ParsingException when reading ClueWeb09 files
Closed this issue · 3 comments
Hi, I would like to use jwarc to parse the files in the ClueWeb09 collection. However, for some of the files (for instance, parts/ClueWeb09_English_1/en0000/09.warc.gz
), parsing fails with the following exception:
org.netpreserve.jwarc.ParsingException: invalid WARC record at position 79: ...rget-URI: http://2fered.tistory.com/tag/<-- HERE -->\x08\xffffffc3\xffffff80\xffffffc2\xffffffa4\xffffffc2\xffffffb8\xffffffc2\xffffffac\r\nWARC-Warcinfo-ID: 5fdd2301-6c...

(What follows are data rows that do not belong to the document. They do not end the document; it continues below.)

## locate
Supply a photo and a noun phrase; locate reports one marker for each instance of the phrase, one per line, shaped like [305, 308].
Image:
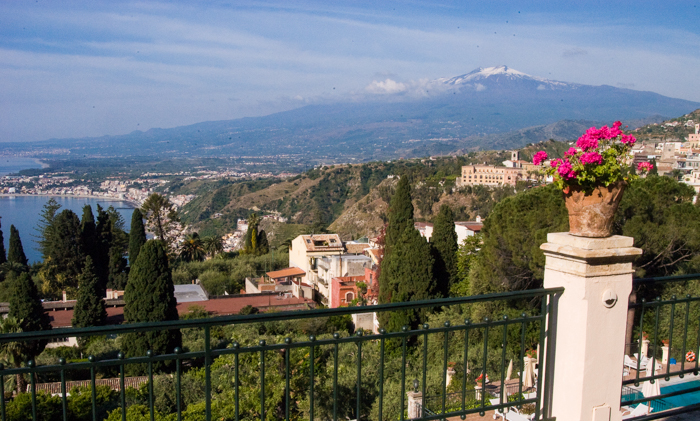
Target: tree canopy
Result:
[15, 253]
[89, 308]
[150, 297]
[137, 235]
[444, 244]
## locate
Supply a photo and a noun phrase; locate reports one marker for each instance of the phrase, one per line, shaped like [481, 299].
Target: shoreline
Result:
[74, 196]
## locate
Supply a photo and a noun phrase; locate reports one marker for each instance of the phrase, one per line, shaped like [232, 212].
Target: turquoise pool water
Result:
[685, 399]
[672, 402]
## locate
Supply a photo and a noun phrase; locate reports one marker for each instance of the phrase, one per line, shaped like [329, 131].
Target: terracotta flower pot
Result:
[591, 215]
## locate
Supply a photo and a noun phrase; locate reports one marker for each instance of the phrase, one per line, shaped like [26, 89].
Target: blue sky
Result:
[74, 69]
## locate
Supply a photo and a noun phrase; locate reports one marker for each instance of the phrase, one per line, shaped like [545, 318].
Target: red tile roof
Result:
[215, 307]
[285, 273]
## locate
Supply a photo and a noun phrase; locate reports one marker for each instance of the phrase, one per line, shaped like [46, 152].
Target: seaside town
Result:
[265, 211]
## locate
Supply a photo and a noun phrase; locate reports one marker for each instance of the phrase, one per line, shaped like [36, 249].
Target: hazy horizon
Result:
[72, 70]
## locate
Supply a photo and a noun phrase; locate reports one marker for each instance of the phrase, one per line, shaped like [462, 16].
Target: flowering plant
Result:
[600, 157]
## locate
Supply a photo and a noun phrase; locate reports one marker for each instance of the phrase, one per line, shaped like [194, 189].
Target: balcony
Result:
[468, 357]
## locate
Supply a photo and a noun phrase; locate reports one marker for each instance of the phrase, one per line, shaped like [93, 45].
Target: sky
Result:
[75, 69]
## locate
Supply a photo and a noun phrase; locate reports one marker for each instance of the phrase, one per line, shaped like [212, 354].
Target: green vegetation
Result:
[89, 308]
[137, 235]
[15, 253]
[149, 297]
[221, 275]
[444, 245]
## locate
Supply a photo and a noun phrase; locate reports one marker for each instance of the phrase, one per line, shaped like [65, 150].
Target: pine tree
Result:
[400, 218]
[117, 269]
[3, 255]
[263, 245]
[25, 305]
[15, 253]
[88, 231]
[137, 235]
[444, 244]
[149, 297]
[400, 213]
[89, 308]
[45, 226]
[412, 268]
[103, 234]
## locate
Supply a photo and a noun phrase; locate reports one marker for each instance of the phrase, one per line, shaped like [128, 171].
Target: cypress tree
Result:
[137, 236]
[15, 253]
[88, 231]
[89, 308]
[25, 305]
[400, 218]
[444, 245]
[150, 297]
[103, 234]
[117, 268]
[412, 269]
[3, 255]
[66, 247]
[400, 213]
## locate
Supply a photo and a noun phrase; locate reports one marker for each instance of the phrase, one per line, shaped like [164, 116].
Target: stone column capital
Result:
[590, 257]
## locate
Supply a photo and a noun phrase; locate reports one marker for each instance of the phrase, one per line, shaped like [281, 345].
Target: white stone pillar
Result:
[415, 401]
[589, 322]
[664, 354]
[645, 348]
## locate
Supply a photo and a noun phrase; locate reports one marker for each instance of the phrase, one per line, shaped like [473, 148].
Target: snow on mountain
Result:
[497, 74]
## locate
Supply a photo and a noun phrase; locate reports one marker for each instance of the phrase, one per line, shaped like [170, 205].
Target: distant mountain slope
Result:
[442, 116]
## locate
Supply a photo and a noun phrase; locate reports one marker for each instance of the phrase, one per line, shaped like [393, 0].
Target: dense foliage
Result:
[149, 297]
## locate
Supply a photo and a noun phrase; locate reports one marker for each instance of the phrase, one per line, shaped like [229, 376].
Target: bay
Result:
[24, 212]
[11, 164]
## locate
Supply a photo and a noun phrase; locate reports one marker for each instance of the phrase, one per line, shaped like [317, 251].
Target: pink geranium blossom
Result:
[539, 157]
[588, 141]
[566, 171]
[645, 167]
[591, 158]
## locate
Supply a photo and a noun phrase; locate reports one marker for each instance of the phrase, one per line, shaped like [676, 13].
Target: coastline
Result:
[75, 196]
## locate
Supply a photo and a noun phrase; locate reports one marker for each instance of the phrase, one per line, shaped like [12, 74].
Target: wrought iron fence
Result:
[666, 340]
[289, 377]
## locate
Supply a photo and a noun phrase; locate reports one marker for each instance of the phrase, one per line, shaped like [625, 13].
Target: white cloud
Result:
[385, 87]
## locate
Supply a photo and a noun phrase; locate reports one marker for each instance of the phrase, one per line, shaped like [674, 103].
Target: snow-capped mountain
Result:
[474, 110]
[502, 74]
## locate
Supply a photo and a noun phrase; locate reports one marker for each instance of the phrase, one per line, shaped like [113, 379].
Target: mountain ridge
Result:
[476, 110]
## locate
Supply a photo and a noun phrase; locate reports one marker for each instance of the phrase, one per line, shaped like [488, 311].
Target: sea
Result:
[24, 211]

at org.netpreserve.jwarc.WarcParser.parse(WarcParser.java:315)
at org.netpreserve.jwarc.WarcReader.next(WarcReader.java:159)
...
There are some known encoding issues with the ClueWeb09 data (e.g. as discussed in this paper), so it sounds possible that that is the underlying issue here. Is there a way jwarc can deal with such 'dirty' web content? Or could it perhaps be caused by another issue?
Note: I just saw the very related issue #26, but it seems that is caused by something different. The ParsingException happens in the middle of the WARC-Target-URI
field, not at the end of a line at the CRLF characters.
Looks like there's no defense against invalid utf8 in the url? Not surprised to see that in a WARC, there are occasions in the past where Common Crawl has written such bad urls in our WARCs 😅
Glad that worked. I've released it as version 0.30.0, it should sync to maven central in an hour or so.